# Will this make good LR?



## McFishin' (Oct 8, 2008)

I'm not very good at making links but if you can copy and paste this and tell me if any of these will work I will appreciate it: *Rocks for Fish tanks* I think the red stuff looks the best as it is very porous creating a lot of surface area for coralline algae, but I really don't know. What kind of base rock becomes good LR?


----------



## McFishin' (Oct 8, 2008)

I guess I'm better at making links then I thought I was, lol.


----------



## McFishin' (Oct 8, 2008)

New link Dried out Live rock


----------



## Kellsindell (Sep 15, 2008)

You could use any of them IMHO, but just make sure you rinse them with some RO water before putting them into the tank. I'd personally would use the top left rocks, but that's just my personal pref.


----------



## Pasfur (Mar 29, 2008)

I like Tufa rock and Lava rock for base rock. The bottom picture is Lava rock.

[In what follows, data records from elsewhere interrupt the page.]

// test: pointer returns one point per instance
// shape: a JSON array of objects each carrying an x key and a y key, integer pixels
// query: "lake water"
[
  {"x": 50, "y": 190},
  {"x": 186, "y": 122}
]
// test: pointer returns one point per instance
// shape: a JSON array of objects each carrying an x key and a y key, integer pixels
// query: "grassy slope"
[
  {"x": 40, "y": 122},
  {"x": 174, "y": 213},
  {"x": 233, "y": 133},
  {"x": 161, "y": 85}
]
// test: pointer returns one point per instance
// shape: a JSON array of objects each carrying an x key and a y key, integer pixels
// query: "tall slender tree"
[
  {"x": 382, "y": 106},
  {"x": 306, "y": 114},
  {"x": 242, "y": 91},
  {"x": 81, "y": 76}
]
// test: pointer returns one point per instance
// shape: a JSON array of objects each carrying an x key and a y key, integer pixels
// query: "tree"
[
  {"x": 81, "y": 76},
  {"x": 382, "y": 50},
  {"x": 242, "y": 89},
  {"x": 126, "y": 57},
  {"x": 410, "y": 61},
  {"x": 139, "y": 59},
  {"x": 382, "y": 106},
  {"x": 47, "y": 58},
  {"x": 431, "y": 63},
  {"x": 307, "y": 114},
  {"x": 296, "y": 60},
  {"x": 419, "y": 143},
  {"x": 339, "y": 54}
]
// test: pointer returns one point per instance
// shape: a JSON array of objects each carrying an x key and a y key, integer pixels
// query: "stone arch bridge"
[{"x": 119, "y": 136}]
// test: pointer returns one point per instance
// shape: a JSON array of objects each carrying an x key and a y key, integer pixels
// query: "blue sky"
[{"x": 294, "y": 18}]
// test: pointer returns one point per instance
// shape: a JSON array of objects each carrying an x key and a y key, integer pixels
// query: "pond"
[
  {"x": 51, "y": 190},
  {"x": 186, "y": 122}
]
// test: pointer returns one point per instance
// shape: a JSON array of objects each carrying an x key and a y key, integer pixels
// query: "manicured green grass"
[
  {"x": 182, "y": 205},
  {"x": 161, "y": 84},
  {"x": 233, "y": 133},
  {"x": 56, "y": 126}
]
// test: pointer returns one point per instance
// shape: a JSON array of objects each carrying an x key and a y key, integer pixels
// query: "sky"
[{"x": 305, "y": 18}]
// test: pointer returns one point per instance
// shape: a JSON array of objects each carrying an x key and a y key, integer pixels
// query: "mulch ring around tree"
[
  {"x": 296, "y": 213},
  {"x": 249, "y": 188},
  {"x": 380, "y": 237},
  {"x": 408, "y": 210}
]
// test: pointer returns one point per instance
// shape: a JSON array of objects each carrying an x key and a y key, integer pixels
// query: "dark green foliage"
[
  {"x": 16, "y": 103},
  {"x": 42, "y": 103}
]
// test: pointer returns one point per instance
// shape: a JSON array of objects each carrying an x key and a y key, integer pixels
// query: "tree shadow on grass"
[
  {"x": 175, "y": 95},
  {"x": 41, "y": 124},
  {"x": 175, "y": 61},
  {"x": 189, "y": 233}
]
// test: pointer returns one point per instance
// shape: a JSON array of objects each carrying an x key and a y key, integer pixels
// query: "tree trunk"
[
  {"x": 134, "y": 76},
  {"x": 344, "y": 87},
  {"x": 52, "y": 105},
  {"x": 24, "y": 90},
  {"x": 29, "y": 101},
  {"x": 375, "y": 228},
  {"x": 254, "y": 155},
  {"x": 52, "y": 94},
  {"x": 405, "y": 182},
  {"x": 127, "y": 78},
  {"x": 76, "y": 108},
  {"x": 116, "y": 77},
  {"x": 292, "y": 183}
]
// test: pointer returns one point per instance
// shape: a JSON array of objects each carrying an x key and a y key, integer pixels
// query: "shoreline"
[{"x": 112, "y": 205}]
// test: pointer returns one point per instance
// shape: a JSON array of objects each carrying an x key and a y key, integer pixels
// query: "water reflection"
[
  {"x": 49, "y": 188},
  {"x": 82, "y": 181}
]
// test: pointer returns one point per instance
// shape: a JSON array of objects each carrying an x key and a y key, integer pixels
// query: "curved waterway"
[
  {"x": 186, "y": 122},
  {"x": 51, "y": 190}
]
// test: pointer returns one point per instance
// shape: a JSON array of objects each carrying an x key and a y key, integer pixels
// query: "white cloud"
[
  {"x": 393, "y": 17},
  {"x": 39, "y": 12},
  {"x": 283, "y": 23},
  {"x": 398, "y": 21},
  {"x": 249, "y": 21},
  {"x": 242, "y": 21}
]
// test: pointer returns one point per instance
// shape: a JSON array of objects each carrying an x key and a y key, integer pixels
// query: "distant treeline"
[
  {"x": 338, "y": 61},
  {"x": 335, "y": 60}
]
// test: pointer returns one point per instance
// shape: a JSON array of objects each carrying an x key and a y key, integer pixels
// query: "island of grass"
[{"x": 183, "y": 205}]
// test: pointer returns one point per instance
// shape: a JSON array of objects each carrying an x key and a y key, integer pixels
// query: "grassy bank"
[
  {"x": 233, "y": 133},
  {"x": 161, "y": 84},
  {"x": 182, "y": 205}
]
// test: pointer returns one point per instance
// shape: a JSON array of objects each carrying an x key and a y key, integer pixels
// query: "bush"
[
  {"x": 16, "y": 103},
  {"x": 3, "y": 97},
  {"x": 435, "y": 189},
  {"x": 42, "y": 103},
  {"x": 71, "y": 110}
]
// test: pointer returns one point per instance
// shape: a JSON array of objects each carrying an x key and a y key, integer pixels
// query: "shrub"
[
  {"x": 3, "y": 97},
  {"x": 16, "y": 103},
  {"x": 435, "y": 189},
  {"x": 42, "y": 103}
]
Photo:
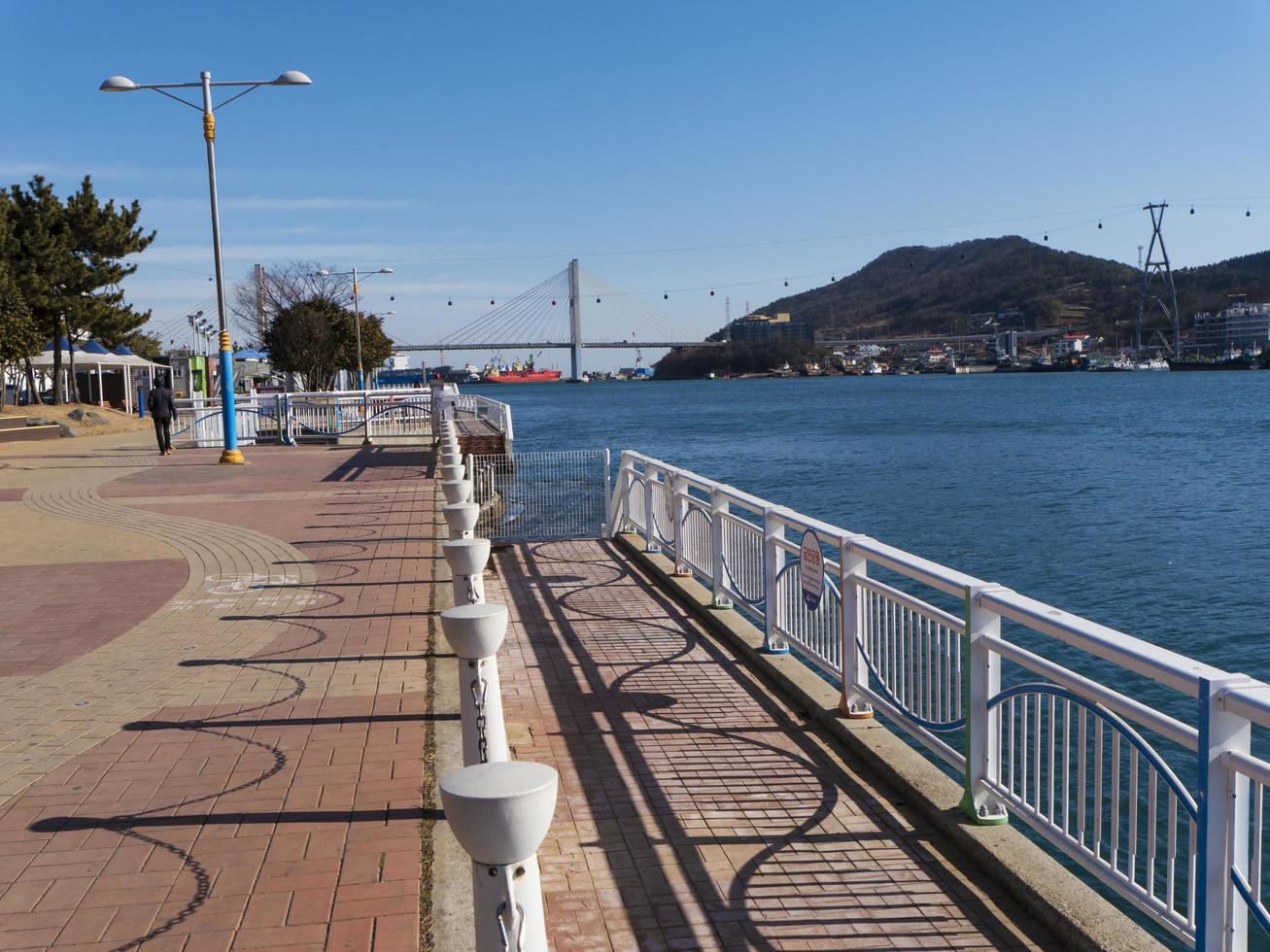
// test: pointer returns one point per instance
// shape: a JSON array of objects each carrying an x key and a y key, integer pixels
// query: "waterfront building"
[
  {"x": 1240, "y": 325},
  {"x": 765, "y": 329},
  {"x": 1071, "y": 346}
]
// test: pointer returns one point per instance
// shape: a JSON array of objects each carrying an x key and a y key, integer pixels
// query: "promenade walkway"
[{"x": 216, "y": 683}]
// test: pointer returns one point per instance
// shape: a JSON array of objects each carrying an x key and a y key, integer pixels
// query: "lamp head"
[
  {"x": 292, "y": 78},
  {"x": 117, "y": 84}
]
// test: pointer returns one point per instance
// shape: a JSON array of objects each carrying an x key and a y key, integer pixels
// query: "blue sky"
[{"x": 522, "y": 135}]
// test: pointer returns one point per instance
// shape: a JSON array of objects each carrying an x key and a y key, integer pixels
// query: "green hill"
[
  {"x": 939, "y": 290},
  {"x": 922, "y": 289}
]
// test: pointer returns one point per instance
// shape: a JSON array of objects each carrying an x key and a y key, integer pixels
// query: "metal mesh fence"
[{"x": 537, "y": 496}]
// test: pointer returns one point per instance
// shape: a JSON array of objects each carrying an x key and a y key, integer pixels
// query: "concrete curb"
[
  {"x": 451, "y": 867},
  {"x": 1077, "y": 915}
]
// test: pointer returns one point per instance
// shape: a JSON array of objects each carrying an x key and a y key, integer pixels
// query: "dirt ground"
[{"x": 115, "y": 421}]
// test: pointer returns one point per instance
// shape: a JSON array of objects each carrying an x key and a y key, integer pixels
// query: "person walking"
[{"x": 162, "y": 412}]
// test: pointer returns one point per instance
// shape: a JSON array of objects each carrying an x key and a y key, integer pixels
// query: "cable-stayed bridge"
[{"x": 550, "y": 317}]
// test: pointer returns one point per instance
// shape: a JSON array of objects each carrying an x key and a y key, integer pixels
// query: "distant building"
[
  {"x": 1008, "y": 346},
  {"x": 1238, "y": 325},
  {"x": 765, "y": 329},
  {"x": 1070, "y": 346}
]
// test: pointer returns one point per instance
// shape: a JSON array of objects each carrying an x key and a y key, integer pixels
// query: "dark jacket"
[{"x": 160, "y": 404}]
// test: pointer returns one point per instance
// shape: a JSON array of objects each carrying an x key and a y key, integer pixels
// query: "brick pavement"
[
  {"x": 696, "y": 810},
  {"x": 241, "y": 765},
  {"x": 241, "y": 768}
]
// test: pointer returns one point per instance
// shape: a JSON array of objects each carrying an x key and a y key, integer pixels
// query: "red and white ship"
[{"x": 520, "y": 373}]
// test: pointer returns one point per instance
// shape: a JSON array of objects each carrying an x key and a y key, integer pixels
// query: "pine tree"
[{"x": 66, "y": 260}]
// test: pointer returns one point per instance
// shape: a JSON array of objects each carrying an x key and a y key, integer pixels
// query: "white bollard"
[
  {"x": 475, "y": 633},
  {"x": 499, "y": 814},
  {"x": 462, "y": 518},
  {"x": 458, "y": 491},
  {"x": 467, "y": 559}
]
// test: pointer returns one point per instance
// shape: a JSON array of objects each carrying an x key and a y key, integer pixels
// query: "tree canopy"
[
  {"x": 317, "y": 338},
  {"x": 66, "y": 260}
]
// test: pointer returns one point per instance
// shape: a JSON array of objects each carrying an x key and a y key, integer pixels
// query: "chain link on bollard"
[
  {"x": 520, "y": 931},
  {"x": 479, "y": 688}
]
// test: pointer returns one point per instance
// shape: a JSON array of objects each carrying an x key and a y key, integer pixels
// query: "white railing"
[
  {"x": 498, "y": 415},
  {"x": 376, "y": 414},
  {"x": 1169, "y": 812},
  {"x": 199, "y": 422}
]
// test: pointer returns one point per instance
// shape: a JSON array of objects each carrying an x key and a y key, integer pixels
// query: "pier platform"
[{"x": 226, "y": 712}]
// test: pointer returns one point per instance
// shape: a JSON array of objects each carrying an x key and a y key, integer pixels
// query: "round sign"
[{"x": 811, "y": 570}]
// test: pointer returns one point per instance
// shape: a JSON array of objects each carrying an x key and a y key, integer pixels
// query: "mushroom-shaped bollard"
[
  {"x": 462, "y": 518},
  {"x": 467, "y": 559},
  {"x": 458, "y": 491},
  {"x": 499, "y": 814},
  {"x": 475, "y": 633}
]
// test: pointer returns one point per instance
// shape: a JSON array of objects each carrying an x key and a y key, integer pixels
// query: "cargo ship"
[{"x": 518, "y": 373}]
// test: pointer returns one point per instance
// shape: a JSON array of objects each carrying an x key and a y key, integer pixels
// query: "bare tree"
[{"x": 255, "y": 303}]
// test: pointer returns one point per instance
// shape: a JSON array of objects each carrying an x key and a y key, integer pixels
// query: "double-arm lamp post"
[
  {"x": 291, "y": 78},
  {"x": 357, "y": 322}
]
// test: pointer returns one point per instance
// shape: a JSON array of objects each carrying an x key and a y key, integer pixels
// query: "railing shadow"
[{"x": 719, "y": 765}]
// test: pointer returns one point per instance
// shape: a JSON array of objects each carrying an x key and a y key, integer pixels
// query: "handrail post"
[
  {"x": 855, "y": 671},
  {"x": 719, "y": 508},
  {"x": 649, "y": 525},
  {"x": 772, "y": 559},
  {"x": 1221, "y": 915},
  {"x": 619, "y": 509},
  {"x": 678, "y": 510},
  {"x": 981, "y": 682},
  {"x": 608, "y": 493}
]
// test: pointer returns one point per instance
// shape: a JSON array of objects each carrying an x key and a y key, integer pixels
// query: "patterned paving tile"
[{"x": 696, "y": 810}]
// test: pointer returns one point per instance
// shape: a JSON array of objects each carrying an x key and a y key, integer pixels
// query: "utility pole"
[
  {"x": 574, "y": 320},
  {"x": 259, "y": 305},
  {"x": 1157, "y": 267}
]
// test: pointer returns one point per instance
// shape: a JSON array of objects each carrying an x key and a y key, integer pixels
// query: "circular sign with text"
[{"x": 811, "y": 570}]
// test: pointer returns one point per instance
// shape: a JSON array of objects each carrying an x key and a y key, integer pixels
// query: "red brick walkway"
[
  {"x": 243, "y": 768},
  {"x": 698, "y": 811},
  {"x": 267, "y": 798}
]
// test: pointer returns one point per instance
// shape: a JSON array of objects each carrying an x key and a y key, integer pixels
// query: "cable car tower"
[{"x": 1157, "y": 267}]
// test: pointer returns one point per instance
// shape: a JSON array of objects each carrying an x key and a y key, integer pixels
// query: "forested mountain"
[{"x": 919, "y": 289}]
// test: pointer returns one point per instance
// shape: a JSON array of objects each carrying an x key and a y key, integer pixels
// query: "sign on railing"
[{"x": 1170, "y": 815}]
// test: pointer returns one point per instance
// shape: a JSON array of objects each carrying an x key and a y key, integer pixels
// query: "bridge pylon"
[{"x": 574, "y": 322}]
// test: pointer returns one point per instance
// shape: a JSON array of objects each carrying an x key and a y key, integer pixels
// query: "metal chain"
[
  {"x": 520, "y": 927},
  {"x": 479, "y": 687}
]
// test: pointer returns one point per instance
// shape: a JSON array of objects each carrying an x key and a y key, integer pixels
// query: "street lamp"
[{"x": 291, "y": 78}]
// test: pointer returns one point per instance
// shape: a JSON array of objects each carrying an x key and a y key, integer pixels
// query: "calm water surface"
[{"x": 1140, "y": 500}]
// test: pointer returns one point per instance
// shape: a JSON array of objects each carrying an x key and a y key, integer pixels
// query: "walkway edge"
[
  {"x": 451, "y": 901},
  {"x": 1077, "y": 915}
]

The other rocks do not look as porous as i'd like.


----------



## onefish2fish (Jul 22, 2008)

i think i paid $2 a pound for established wet pourus live rock. granted that may be a steal on my part im sure if you look around you can find something along those lines. $3-4 a pound for some good already established rock is still a good deal.

i sent you a PM.


----------